The validation utilizes standard Spark JSON parsing rules, specifically:
- Type Coercion is Permitted: Values that can be successfully cast to the target schema type (e.g. a JSON number like 0.12 parsing into a field defined as STRING) are considered valid.
- Extra Fields are Ignored: Fields present in the JSON, but missing from the schema are ignored.
- Missing keys imply null: If a key is missing from the JSON object, Spark treats it as a null value.
- Strictness: If a schema field is defined as NOT NULL, validation will fail if the key is missing (implicit null) or explicitly set to null.
- Nested JSON behavior: If a nullable parent field is explicitly null (e.g.
{"parent": null}), its children are not validated. However, if the parent exists (e.g.{"parent": {}}) but a required child is missing, validation fails. - Nested Depth Limit: The validation logic supports a maximum nested depth of 10 levels.
Arguments:
column- Column name or Column expression containing JSON strings.schema- Expected schema as a DDL string (e.g. "struct<id:string NOT NULL>", "id INT, name STRING") or a generic StructType. To enforce strict presence of a field, you must explicitly set it to nullable=False or use NOT NULL in the DDL string.
Returns:
A string Column containing the error message if the JSON does not conform to the schema, or null if validation passes.
Raises:
InvalidParameterError- If the schema string is invalid/unparsable, or if the input schema is neither a string nor a StructType.
get_limit_expr
def get_limit_expr(
limit: int | float | datetime.date | datetime.datetime | str | Column
| None = None
) -> Column
Generate a Spark Column expression for a limit value.
This helper converts the provided limit (literal, string expression, or Column) into a Spark Column expression suitable for use in conditions.
Arguments:
limit- The limit to use in the condition. Can be a literal (int, float, date, datetime), a string SQL expression, or a Spark Column.
Returns:
A Spark Column expression representing the limit.
Raises:
MissingParameterError- If the limit is not provided (None).

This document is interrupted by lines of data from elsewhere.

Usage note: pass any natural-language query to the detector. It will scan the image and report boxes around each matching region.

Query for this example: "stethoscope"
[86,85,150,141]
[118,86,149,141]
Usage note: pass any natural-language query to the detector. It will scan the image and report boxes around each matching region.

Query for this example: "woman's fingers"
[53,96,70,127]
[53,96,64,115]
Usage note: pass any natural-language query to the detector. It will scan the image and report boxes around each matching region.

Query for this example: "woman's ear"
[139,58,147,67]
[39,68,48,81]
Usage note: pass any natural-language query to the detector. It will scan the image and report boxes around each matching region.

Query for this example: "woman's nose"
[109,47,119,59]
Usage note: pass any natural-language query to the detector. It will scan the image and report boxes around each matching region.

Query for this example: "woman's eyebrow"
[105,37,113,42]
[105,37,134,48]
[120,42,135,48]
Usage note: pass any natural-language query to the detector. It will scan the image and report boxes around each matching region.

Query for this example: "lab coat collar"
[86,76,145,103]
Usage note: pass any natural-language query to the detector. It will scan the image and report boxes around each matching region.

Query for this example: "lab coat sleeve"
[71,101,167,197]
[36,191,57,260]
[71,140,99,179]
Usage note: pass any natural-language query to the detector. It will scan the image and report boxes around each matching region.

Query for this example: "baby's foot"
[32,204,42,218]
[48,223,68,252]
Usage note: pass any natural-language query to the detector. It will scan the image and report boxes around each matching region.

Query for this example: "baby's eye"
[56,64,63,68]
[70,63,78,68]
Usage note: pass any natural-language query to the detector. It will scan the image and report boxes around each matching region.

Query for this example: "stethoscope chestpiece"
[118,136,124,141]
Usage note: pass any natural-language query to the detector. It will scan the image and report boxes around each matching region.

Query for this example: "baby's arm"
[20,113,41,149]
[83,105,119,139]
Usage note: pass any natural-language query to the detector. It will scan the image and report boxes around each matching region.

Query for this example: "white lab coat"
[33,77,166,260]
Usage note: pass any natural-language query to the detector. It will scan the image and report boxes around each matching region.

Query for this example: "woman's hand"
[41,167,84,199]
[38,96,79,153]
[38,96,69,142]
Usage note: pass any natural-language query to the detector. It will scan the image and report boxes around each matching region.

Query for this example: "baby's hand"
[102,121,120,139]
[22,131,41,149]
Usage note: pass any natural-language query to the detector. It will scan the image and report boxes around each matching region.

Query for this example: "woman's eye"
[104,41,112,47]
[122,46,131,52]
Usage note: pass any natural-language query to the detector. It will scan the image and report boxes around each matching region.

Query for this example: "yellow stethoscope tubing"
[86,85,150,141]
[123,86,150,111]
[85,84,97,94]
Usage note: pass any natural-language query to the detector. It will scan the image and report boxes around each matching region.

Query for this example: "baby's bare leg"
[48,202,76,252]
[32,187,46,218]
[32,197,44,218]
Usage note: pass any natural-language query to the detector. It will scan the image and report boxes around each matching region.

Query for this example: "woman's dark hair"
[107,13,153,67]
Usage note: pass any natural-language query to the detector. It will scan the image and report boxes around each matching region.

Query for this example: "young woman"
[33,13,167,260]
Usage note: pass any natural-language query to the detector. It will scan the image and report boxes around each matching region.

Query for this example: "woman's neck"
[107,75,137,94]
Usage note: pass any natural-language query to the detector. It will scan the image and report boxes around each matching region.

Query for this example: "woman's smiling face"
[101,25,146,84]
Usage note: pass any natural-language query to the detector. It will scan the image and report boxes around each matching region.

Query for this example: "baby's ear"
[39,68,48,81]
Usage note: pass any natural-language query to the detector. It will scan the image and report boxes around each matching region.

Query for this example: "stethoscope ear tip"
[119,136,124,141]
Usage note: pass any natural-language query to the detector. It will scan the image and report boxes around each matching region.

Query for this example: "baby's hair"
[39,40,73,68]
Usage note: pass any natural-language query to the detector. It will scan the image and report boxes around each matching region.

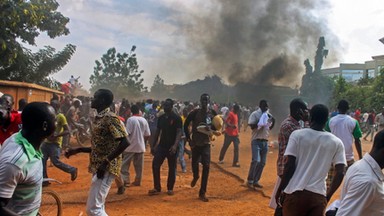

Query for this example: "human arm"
[151,128,160,155]
[0,164,22,216]
[248,111,258,130]
[184,110,196,143]
[0,199,18,216]
[268,114,275,130]
[275,155,296,206]
[326,163,346,202]
[170,128,182,154]
[353,121,363,159]
[65,147,92,158]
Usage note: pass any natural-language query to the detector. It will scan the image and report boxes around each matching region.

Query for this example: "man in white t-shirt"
[119,104,150,191]
[336,130,384,216]
[325,100,362,188]
[275,104,347,216]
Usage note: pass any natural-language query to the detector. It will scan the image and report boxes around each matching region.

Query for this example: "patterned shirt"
[89,108,127,176]
[277,116,301,176]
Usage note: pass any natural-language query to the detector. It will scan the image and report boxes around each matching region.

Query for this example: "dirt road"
[46,131,372,216]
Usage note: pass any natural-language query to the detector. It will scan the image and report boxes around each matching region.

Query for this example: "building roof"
[0,80,64,95]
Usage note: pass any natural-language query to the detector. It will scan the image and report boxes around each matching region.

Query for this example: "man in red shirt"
[218,104,241,167]
[0,98,22,145]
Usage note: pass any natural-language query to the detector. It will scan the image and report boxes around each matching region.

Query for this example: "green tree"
[150,74,167,98]
[89,46,147,99]
[0,0,70,66]
[370,69,384,111]
[0,44,76,89]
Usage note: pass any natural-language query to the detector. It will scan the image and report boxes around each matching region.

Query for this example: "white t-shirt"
[124,115,150,153]
[327,114,362,161]
[284,128,346,196]
[336,153,384,216]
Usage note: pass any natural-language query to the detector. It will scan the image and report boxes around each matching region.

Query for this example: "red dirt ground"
[46,130,373,216]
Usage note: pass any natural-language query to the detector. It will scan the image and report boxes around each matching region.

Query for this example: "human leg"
[49,143,77,176]
[253,140,268,186]
[132,153,144,185]
[191,146,201,183]
[41,142,50,179]
[86,172,115,216]
[178,139,186,172]
[232,136,240,166]
[218,134,231,162]
[152,147,167,192]
[120,152,134,185]
[199,145,211,197]
[166,151,177,191]
[247,139,259,184]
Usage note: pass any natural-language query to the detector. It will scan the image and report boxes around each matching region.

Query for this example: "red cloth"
[225,111,238,136]
[0,111,22,145]
[61,83,71,94]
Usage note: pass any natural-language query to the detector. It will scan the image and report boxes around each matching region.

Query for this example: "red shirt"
[0,111,22,145]
[225,111,238,136]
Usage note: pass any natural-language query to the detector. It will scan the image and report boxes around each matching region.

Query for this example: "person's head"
[1,94,14,110]
[259,100,269,113]
[309,104,329,127]
[73,100,81,108]
[233,104,240,114]
[22,102,56,143]
[337,100,349,114]
[18,98,28,111]
[91,89,114,111]
[290,98,308,121]
[52,93,59,101]
[50,99,60,113]
[131,104,140,115]
[0,98,10,126]
[182,108,188,117]
[164,98,174,113]
[370,130,384,168]
[200,93,210,110]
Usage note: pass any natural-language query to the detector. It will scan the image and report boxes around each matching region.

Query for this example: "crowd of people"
[0,89,383,215]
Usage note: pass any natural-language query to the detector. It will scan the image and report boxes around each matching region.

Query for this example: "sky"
[32,0,384,90]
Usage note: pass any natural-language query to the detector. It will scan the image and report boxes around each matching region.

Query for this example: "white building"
[321,55,384,82]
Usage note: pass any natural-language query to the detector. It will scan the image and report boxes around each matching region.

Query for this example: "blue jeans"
[178,139,186,172]
[41,142,76,178]
[247,139,268,184]
[218,134,240,165]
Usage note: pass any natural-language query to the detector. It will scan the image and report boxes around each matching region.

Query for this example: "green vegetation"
[89,46,148,99]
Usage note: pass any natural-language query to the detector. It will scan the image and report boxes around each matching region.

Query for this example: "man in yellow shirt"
[41,99,78,185]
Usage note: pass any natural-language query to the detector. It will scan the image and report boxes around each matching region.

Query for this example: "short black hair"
[233,104,240,112]
[372,130,384,151]
[200,93,210,100]
[337,100,349,113]
[131,104,140,114]
[165,98,174,106]
[290,98,306,114]
[310,104,329,125]
[1,94,14,102]
[259,99,267,107]
[22,102,54,132]
[97,89,114,107]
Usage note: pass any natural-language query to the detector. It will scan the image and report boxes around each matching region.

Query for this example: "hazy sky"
[32,0,384,90]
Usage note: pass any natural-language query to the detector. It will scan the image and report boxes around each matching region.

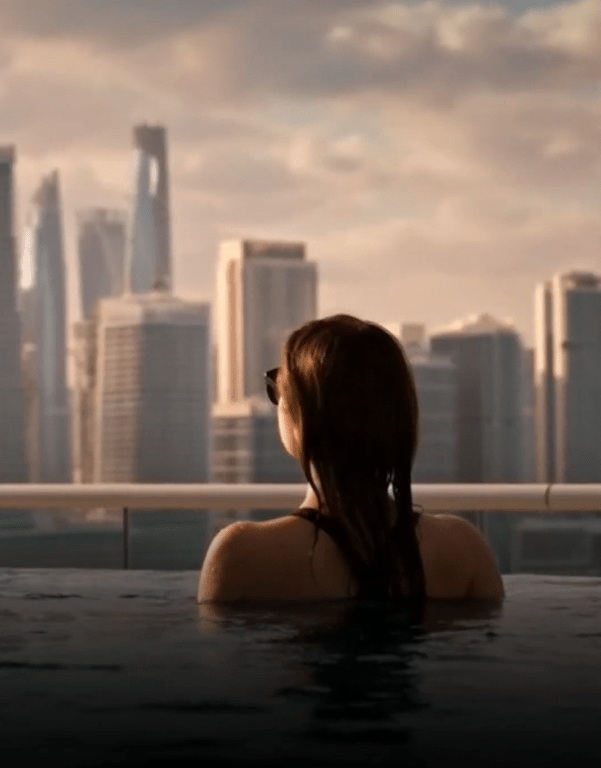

get_normalized_column_and_expr
def get_normalized_column_and_expr(
column: str | Column) -> tuple[str, str, Column]
Extract the normalized column name, original column name as string, and column expression.
This helper ensures that both a normalized string representation and a raw string representation of the column are available, along with the corresponding Spark Column expression. Useful for generating aliases, conditions, and consistent messaging.
Arguments:
column- The input column, provided as either a string column name or a Spark Column expression.
Returns:
A tuple containing:
- Normalized column name as a string (suitable for use in aliases or metadata).
- Original column name as a string.
- Spark Column expression corresponding to the input.